The above breaks out the underlying categories alongside the ex-autos and core retail changes. We see Gas stations at +2.0% MoM echoing the pop in gasoline prices for the month. Gas station margins are booming with soft oil prices and good gasoline demand.
That gasoline demand did not result in a tradeoff for eating out, as Restaurants and bars were also up +0.7% MoM and a strong signal of where some households continue to prioritize spending. On the other side of headline categories, Autos ex parts declined 0.2% MoM in September, following two strong prints.
Down in the core categories, it is hard to move past the softness for Nonstore retailers, given its size and prominence in the report. The -0.7% MoM in context of the 8.6% YoY growth could turn out to be a temporary blip since the shift to online shopping channels only continues to pick up momentum. Other negatives were Clothing (-0.7%), Sporting Goods & Hobbies (-2.5%), and Electronics & Appliances (-0.5%). These are all categories where households can delay purchases, trade down, or respond more quickly to promotions when confidence is shaky.

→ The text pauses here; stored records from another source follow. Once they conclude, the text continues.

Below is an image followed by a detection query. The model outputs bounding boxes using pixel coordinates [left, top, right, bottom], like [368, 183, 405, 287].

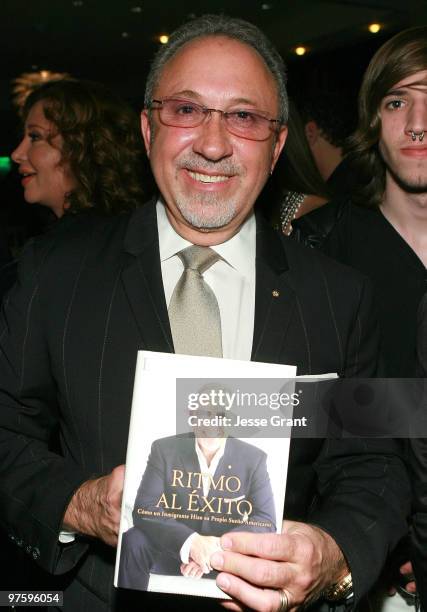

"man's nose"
[406, 95, 427, 134]
[11, 138, 27, 164]
[193, 111, 233, 161]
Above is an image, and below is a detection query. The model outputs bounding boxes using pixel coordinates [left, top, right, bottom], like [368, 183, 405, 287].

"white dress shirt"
[157, 200, 256, 361]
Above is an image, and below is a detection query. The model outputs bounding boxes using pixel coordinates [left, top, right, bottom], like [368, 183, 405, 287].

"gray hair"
[144, 15, 289, 123]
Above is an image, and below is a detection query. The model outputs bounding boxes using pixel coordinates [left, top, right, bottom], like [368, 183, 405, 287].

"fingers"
[180, 561, 203, 578]
[210, 552, 293, 588]
[216, 574, 281, 612]
[221, 531, 297, 561]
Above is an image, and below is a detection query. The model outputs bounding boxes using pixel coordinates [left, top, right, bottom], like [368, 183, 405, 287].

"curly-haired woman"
[12, 79, 144, 217]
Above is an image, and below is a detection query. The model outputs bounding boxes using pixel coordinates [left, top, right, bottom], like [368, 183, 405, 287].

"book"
[114, 351, 296, 599]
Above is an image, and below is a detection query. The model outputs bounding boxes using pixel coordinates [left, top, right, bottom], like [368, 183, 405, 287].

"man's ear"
[304, 121, 320, 147]
[270, 125, 288, 172]
[141, 110, 151, 157]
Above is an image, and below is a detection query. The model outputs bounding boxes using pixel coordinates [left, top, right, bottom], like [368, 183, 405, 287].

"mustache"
[178, 154, 245, 176]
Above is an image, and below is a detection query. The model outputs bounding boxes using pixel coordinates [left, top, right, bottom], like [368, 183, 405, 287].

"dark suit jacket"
[0, 198, 409, 610]
[133, 436, 276, 554]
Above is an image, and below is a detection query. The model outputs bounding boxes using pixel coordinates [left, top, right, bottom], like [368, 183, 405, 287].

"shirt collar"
[156, 199, 256, 278]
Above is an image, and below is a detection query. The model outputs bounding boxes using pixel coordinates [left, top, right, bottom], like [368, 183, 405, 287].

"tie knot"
[178, 244, 221, 274]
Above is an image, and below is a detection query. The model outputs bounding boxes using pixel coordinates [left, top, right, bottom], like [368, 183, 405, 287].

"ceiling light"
[294, 46, 307, 55]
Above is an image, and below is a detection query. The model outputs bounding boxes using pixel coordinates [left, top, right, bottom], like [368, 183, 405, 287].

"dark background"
[0, 0, 427, 156]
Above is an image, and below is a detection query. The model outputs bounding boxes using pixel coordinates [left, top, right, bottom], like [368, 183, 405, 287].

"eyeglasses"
[149, 98, 281, 140]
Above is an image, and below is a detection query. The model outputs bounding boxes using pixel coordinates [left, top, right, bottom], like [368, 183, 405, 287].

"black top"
[296, 202, 427, 377]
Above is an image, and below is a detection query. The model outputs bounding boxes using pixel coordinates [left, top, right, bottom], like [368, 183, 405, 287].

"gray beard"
[176, 194, 236, 229]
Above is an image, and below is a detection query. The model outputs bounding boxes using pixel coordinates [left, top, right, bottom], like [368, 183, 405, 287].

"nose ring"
[410, 130, 424, 142]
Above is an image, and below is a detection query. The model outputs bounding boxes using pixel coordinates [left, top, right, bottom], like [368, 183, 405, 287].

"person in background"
[258, 99, 331, 235]
[0, 79, 146, 588]
[0, 15, 409, 612]
[297, 88, 359, 199]
[293, 26, 427, 608]
[12, 79, 143, 218]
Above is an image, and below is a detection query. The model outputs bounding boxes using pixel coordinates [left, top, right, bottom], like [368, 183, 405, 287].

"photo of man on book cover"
[117, 408, 277, 590]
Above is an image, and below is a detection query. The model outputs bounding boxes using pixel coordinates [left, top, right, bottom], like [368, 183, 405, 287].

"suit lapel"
[122, 200, 174, 353]
[251, 217, 296, 363]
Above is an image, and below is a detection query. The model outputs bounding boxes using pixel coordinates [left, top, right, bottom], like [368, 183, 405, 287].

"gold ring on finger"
[277, 589, 289, 612]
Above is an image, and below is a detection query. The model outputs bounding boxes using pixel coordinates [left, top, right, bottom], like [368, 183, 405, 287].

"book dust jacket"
[114, 351, 295, 599]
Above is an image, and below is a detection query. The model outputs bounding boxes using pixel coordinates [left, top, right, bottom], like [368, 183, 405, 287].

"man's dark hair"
[297, 89, 357, 148]
[144, 15, 288, 123]
[349, 26, 427, 207]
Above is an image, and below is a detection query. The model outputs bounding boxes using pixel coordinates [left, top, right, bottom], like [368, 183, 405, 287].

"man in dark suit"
[118, 435, 276, 590]
[0, 11, 409, 612]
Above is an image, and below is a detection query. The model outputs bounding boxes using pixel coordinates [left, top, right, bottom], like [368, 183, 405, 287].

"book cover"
[114, 351, 295, 599]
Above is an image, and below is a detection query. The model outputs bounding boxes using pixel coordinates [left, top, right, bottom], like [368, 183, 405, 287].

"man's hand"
[388, 561, 417, 595]
[63, 465, 125, 546]
[180, 561, 203, 578]
[190, 534, 221, 574]
[211, 521, 349, 612]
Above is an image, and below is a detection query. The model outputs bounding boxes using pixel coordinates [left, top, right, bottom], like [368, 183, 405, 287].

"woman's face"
[12, 100, 75, 217]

The broader consumer signal supports a later cycle read but the household sector continues to spend steadily. Nominal spending is rising, yet the gains are less impressive given inflation and are increasingly anchored in select areas rather than broad-based goods demand. A weakening labor market and middling sentiment make that mix feel about right as prime and higher-income borrowers are still going out to eat and spending on wellness, while lower-income and goods-heavy households pull back more sharply and lean on credit at the margin.
With October’s jobs, inflation, and potentially retail releases delayed or missing, September’s composition will anchor the official narrative on the consumer with card networks, retailers, and private data filling in the blanks. For now, the US consumer is still there, but we will have to watch core closely into the holidays to understand where there is still a real demand growth impulse.